Wednesday, February 08, 2006

Wednesday Story continued

I go out Mondays and Fridays for groceries. Monday to Sobeys and Fridays to ALF: Alsburg’s Lemon Fish. The Lemon Fish was about as trendy as Alsburg got, and really the trend stopped at its name. In Toronto, with its plain store front, real chrome display cases and even a fat butcher in a slimy apron, the store would have topped the charts for real retro appeal, but here it was just Angus’s store and everyone knew that Angus’s outfit was not a uniform; it was his uni-wear. Secretly I hoped that Angus’s closet contained several plaid shirts and at least one clean apron, but this was merely wishful thinking. I loved his fish though and no one could argue that Angus did not love what he served and always tried to serve the best and the freshest he could find.  
     “Hey Angus.”
     “Elly! So it’s Friday already! Ho, Ho, Fry Day!” that joke never got old. “Cooking something for the boyfriend?”
     “Yeah” I squeezed out a wry smile. “You’re coming over aren’t you?”
     “You’re a smart one! Heaven knows I am a wee bit on the grey side for you lass, but if I’d been younger I would hop to it.”
     “Thanks, Angus. So what’s fresh?”
     “Besides you, you cheeky thing. Ah, let’s see, here’s a beauty!” He reached into the counter and pulled out a glistening pickerel holding it with all the reverence of the holy grail. His voice lowered to a whisper “Caught in our secret fishing hole.”
     “Hmm, where’s that?”
     Angus wagged one beefy finger “Tch, tch! Almost had me, but its secret! No, no, this one, he could fight! He pulled at that line as though the English were at his heels. We fought, him and me for nearly an hour, and finally when he broke the surface he took one look in me Scottish eyes and jumped in the boat. He knew a kinsman when he saw one.”

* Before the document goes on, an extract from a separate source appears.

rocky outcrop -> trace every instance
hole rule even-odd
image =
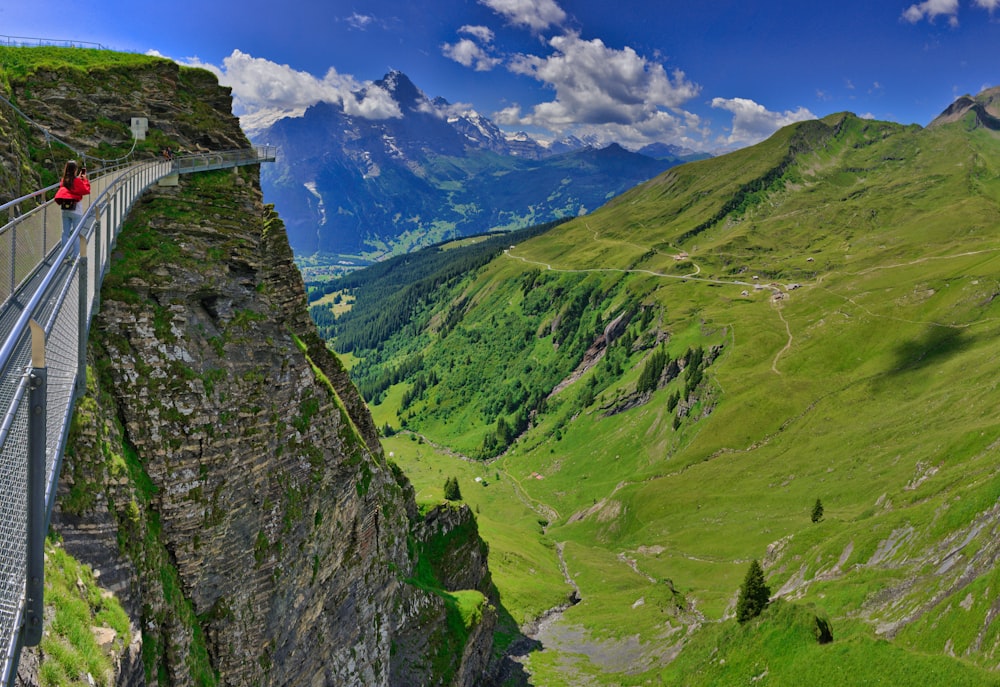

     “You’re not telling me that this fish is Scottish! Angus!”
     “It’s true, but for you I will price him as an Englishman!” Angus wrapped the fish up carefully and as he handed him over he whispered. “Don’t look now lass, you have an admirer. Over there … by the mixed beans. No one looks at beans that long.”
     I thanked him and as I was fumbling in my purse I glanced up. There by the beans, stood a tall man, with graceful, strong features, and he was staring at me. I had a moment of panic. I must have toilet paper on my foot or bird poo in my hair. I checked, no, everything was alright and that man was still looking. He did look familiar, charming, and familiar, and....it was Barney Bean.